There is a revolution happening right now and, like every great revolution, it is spearheaded by the youth. The modern world is a curious climate. With the internet in nearly every person’s pocket, we are communicating on a global level. This connection is a blessing and a curse. We are able to connect with people to form communities, but we are also vulnerable to attack. In a post-politically correct society, more and more young people are striving for more ethical lifestyles and a system that is accepting of all.
The new rebellion is no longer about causing senseless havoc but choosing who we love and how we love without accepting regulations from a generation that has abandoned us.
It’s been a rocky journey, shuddering to a stop, then speeding off without preamble. Reflecting upon when I first discovered my bisexuality is a strange experience, if only for imagining myself setting off into the wilderness on a mystical adventure to find my sexuality. I wish it had been that whimsical. I ‘came out’ during my second year of senior school, and year eight kids were not embracing. The teachers weren’t much better. A byproduct of attending a Catholic school, but the first teacher I approached about establishing a support group for LGBTQ students quickly shut that idea down with red-faced mumblings about it being “inappropriate.”

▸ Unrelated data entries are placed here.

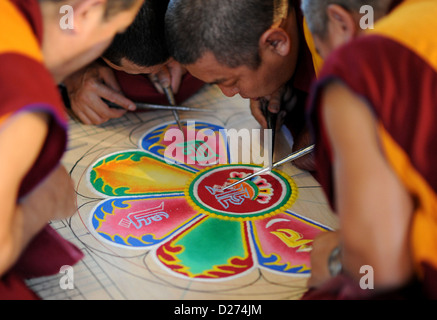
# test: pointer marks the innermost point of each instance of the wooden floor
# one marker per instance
(114, 272)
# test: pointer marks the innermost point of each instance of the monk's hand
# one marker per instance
(87, 87)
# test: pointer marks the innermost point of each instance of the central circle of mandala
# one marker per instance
(259, 197)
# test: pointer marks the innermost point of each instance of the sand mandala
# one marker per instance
(173, 204)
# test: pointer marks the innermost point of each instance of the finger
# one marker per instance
(255, 108)
(164, 77)
(108, 77)
(107, 93)
(275, 103)
(155, 81)
(177, 72)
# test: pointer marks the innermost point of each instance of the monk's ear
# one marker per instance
(341, 22)
(275, 40)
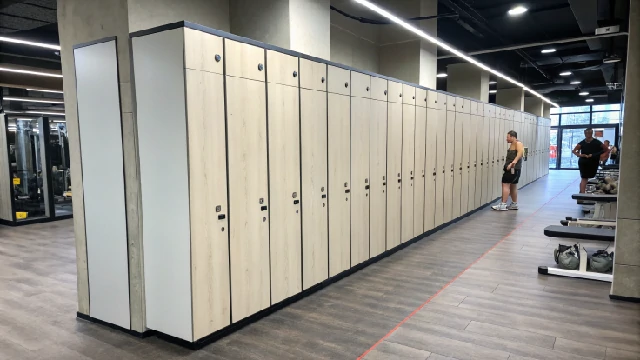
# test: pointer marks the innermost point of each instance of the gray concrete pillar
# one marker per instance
(626, 270)
(468, 80)
(82, 21)
(534, 105)
(511, 98)
(300, 25)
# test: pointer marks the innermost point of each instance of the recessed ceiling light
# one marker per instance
(434, 40)
(518, 10)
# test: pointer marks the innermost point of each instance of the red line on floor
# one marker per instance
(460, 274)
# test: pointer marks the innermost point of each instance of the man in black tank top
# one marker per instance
(512, 169)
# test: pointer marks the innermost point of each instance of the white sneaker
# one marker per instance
(500, 207)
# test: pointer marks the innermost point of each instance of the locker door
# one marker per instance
(442, 172)
(313, 146)
(394, 168)
(457, 164)
(378, 179)
(360, 186)
(420, 172)
(339, 145)
(248, 180)
(449, 163)
(408, 164)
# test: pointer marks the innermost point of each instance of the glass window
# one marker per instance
(606, 107)
(575, 119)
(606, 117)
(572, 109)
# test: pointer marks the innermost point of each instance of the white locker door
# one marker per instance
(408, 164)
(430, 170)
(420, 176)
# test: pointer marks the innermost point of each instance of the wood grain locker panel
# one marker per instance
(315, 210)
(395, 92)
(457, 165)
(244, 60)
(360, 85)
(421, 97)
(431, 170)
(408, 94)
(360, 186)
(442, 170)
(208, 202)
(408, 170)
(378, 177)
(283, 124)
(379, 89)
(419, 170)
(338, 80)
(248, 196)
(313, 75)
(203, 51)
(339, 146)
(282, 68)
(394, 173)
(449, 165)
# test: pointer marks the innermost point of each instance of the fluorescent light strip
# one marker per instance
(30, 72)
(18, 41)
(10, 98)
(447, 47)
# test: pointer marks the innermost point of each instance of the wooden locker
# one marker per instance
(313, 152)
(420, 172)
(457, 164)
(442, 171)
(360, 147)
(450, 162)
(430, 170)
(283, 129)
(408, 170)
(248, 180)
(378, 168)
(339, 145)
(208, 201)
(394, 165)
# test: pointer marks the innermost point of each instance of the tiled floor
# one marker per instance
(499, 308)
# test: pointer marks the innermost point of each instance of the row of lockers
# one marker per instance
(270, 173)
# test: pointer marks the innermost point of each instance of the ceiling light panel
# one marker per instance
(382, 12)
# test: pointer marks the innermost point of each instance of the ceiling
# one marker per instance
(484, 25)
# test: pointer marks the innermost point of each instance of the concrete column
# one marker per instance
(534, 105)
(300, 25)
(626, 270)
(468, 80)
(511, 98)
(82, 21)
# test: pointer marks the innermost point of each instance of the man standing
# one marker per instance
(512, 169)
(589, 151)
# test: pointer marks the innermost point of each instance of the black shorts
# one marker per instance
(509, 178)
(588, 168)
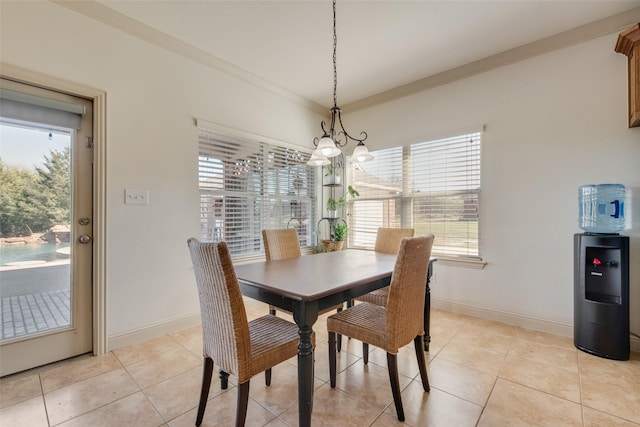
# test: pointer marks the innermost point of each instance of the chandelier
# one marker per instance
(332, 140)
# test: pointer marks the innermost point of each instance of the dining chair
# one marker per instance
(282, 244)
(395, 325)
(240, 347)
(388, 242)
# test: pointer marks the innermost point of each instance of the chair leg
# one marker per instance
(224, 379)
(419, 345)
(392, 365)
(207, 373)
(243, 403)
(332, 359)
(267, 377)
(365, 352)
(339, 337)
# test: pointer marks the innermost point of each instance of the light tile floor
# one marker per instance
(482, 373)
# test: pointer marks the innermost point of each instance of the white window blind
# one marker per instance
(431, 186)
(247, 186)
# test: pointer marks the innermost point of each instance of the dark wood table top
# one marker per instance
(313, 277)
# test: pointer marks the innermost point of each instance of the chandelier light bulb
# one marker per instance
(361, 154)
(327, 147)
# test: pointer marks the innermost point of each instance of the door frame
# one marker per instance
(99, 300)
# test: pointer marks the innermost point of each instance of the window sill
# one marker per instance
(474, 263)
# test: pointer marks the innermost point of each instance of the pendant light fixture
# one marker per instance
(332, 140)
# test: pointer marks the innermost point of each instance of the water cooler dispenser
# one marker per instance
(601, 274)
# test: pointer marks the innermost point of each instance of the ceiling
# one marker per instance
(383, 46)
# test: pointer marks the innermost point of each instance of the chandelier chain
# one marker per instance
(335, 69)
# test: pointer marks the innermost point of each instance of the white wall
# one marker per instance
(153, 97)
(553, 123)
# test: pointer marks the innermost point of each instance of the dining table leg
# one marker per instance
(305, 315)
(427, 309)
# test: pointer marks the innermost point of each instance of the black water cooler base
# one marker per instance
(601, 295)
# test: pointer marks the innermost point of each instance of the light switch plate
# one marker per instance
(136, 197)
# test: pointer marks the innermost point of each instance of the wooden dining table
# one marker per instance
(309, 284)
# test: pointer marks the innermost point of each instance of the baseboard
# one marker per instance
(528, 322)
(140, 335)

Other LGBTQ peers in my age demographic had different experiences.
A friend of mine named Teddy recounted how he came out at a similar point in his life. Despite knowing he was gay, he identified himself as bisexual to ease the transition and found solace amongst female friends. Most—though not all—of his male friends were supportive and even protective. The gesture was kind, though it also warned him that there would be a negative reception to who he was in the future, something that materialized once again in the form of school students. However, he credits his friends for their support and the strength and resolve it gave him.
But, that’s the younger generation. What about the older generation who weren’t privy to the community chatter of the youth and the rising tide of change? While some LGBTQ peers report painless experiences when coming out to family, some do not. In fact, many speak of keeping it a secret from their parents altogether but coming out to the rest of the world, leading an almost double life. Other friends report similar experiences in the workplace, particularly the male-dominated manual labour industry. It is a heartbreak and a knock-back for the revolution.
These were different times, though, a recent memory when the Internet was young and people were still coming to terms with Facebook. The world has rapidly become digital in a crescendo that has coincided with some of the most controversial political events of the last decade. In a post-Trump world, LGBTQ people have rallied together. The internet has provided a platform for people to gather while never leaving their homes. There’s a plethora of information at people’s fingertips. In ways we are falling asleep, but in other ways we are waking up.
It is a strange place to find a revolution, but the web isn’t the true home of this movement.
You see it’s heart in the rainbow face paint and wide smiles of a pride parade. There is a feeling that something is changing and it won’t be stopped, because how could anything derail a revolution so fierce in it’s right to exist? And it is not just in the parades or the societies. It is the young teenager who feels completely safe and comfortable coming out in their community. It’s not even needing a dramatic coming out story at all.
It is imperative not to confuse the lines between idealism and reality. Do young people feel safe and comfortable coming out in modern society? There’s a digital world where teenagers have their sexuality displayed in their Twitter biographies, unapologetic in who they are. The revolution will not be stopped. The beauty of having a movement with the youth at the forefront is that the people who will be inheriting the world can build something better from the ground up. And even if we’re not all the way there yet, we inch closer and closer everyday.